A company’s structure plays a critical role in determining how well owners are protected from personal liability. LLCs and corporations are generally the most effective at shielding personal assets. In an LLC, the members are typically not personally responsible for business debts or lawsuits, meaning creditors can only pursue business assets. Corporations provide similar protection, often with stronger legal precedent, but require more formal governance, such as boards of directors and annual meetings.
Partnerships and sole proprietorships, on the other hand, offer little to no liability protection. In a general partnership, each partner can be held personally liable for the actions of the other partners, creating significant risk. A limited partnership can mitigate some of that exposure but still may not offer the same level of protection as an LLC or corporation.
The tradeoff comes down to complexity and cost.

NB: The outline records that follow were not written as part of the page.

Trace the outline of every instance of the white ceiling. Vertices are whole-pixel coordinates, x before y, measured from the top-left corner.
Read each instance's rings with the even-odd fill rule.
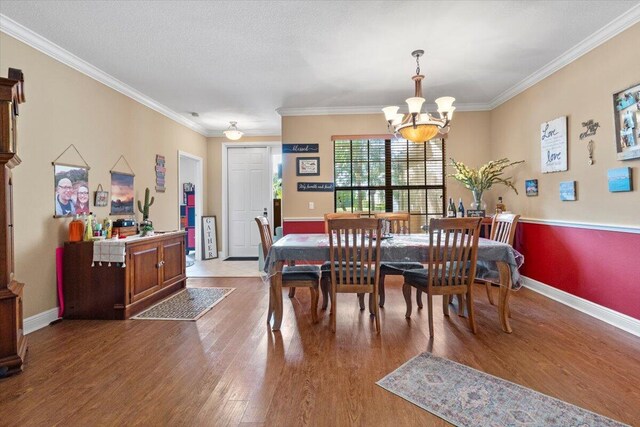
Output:
[[[489,108],[639,4],[2,0],[0,14],[211,135],[231,120],[279,135],[278,108],[403,103],[414,49],[426,50],[427,102],[450,95],[463,109]]]

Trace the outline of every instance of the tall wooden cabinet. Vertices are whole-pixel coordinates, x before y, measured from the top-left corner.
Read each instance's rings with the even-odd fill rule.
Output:
[[[20,70],[9,69],[0,77],[0,377],[22,370],[27,339],[22,323],[24,284],[14,277],[13,178],[11,170],[20,164],[16,144],[18,104],[24,102]]]

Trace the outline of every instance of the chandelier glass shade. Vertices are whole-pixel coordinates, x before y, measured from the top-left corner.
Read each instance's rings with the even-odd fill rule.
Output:
[[[238,127],[236,126],[238,124],[238,122],[229,122],[229,129],[225,130],[224,132],[224,136],[227,137],[227,139],[230,139],[232,141],[237,141],[240,138],[242,138],[242,135],[244,135],[243,132],[238,130]]]
[[[382,109],[387,119],[389,130],[395,134],[402,135],[403,138],[413,142],[425,142],[436,135],[445,136],[449,132],[449,122],[453,117],[456,107],[453,106],[455,98],[443,96],[436,99],[438,113],[440,117],[434,117],[428,112],[422,113],[422,104],[425,99],[422,97],[422,79],[420,74],[420,57],[424,55],[423,50],[415,50],[411,55],[416,58],[416,75],[412,77],[415,82],[415,95],[406,99],[408,114],[398,113],[400,107],[390,106]]]

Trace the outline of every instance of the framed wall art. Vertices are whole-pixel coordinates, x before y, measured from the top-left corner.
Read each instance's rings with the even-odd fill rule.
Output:
[[[562,172],[567,165],[567,116],[540,125],[540,168],[542,173]]]
[[[109,192],[104,191],[102,184],[98,184],[98,188],[93,193],[93,204],[97,207],[107,206],[109,204]]]
[[[618,160],[640,157],[640,83],[613,94]]]
[[[538,180],[528,179],[524,182],[524,190],[528,197],[538,195]]]
[[[53,165],[54,217],[89,213],[89,169],[86,166]]]
[[[618,193],[623,191],[631,191],[631,168],[614,168],[607,171],[607,181],[609,182],[609,191]]]
[[[575,181],[565,181],[560,183],[560,200],[563,202],[573,202],[577,200]]]
[[[296,176],[320,175],[320,157],[298,157],[296,159]]]

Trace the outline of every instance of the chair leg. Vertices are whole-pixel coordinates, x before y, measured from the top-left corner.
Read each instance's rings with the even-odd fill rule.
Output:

LLCs are typically simpler to maintain and flexible in taxation, while corporations — especially C corporations — can involve double taxation but may offer advantages in raising capital and long-term growth. Choosing the right structure requires balancing liability protection, tax efficiency and administrative burden.
What should a company consider as part of their goals and transition plans?
Companies should articulate their long-term vision — whether growth, family succession or steady income — and build a transition plan that supports those goals.
Succession planning is a key component. Without a clear transition plan, businesses risk disruption or loss of value. This includes identifying future leadership, creating buy-sell agreements, and ensuring key roles are documented and transferable. For family-owned businesses, this can also involve estate planning considerations.
Financial readiness is equally important. Companies should assess their valuation, cash flow and debt to ensure they are attractive to buyers, or capable of supporting a transition. Tax implications also play a major role, as poor planning can result in unnecessary tax burdens during a sale or transfer.
Finally, contingency planning should not be overlooked. Unexpected events such as disability or death of a key owner can significantly impact operations, so having insurance and legal safeguards in place is essential.
What are some new developments in tax laws or regulations that businesses should know about?
One key area is the treatment of pass-through income. Many small businesses structured as LLCs or S corporations benefit from the Qualified Business Income (QBI) deduction, but eligibility and thresholds can change, making proactive planning important.
Depreciation rules are another major consideration.
Bonus depreciation has been phasing down after previously allowing 100% expensing of certain assets.
This change affects capital investment strategies, as businesses may no longer receive the same immediate tax benefits.
State-level taxation is also becoming more complex, especially with varying rules on remote work. Businesses operating across state lines need to monitor where they may have tax obligations.
Additionally, regulatory focus on transparency and reporting — such as beneficial ownership reporting requirements — has increased compliance expectations.
Businesses should ensure they meet new filing requirements to avoid penalties.
How can businesses balance tax efficiency with operational flexibility?
While minimizing taxes is important, overly aggressive tax strategies can limit flexibility or increase risk.
For example, electing S corporation status may reduce self-employment taxes, but it comes with stricter rules on ownership and profit distribution.
Similarly, choosing a C corporation structure might allow for reinvesting profits at a lower corporate tax rate, but could create challenges when distributing earnings due to double taxation.
The key is to align tax strategy with business goals.
A company focused on rapid growth and outside investment may prioritize structure and scalability over short-term tax savings. Conversely, a lifestyle business may benefit more from pass-through taxation and simplicity.
Ultimately, the best approach is proactive planning with advisors who can adjust strategies as laws and business needs evolve.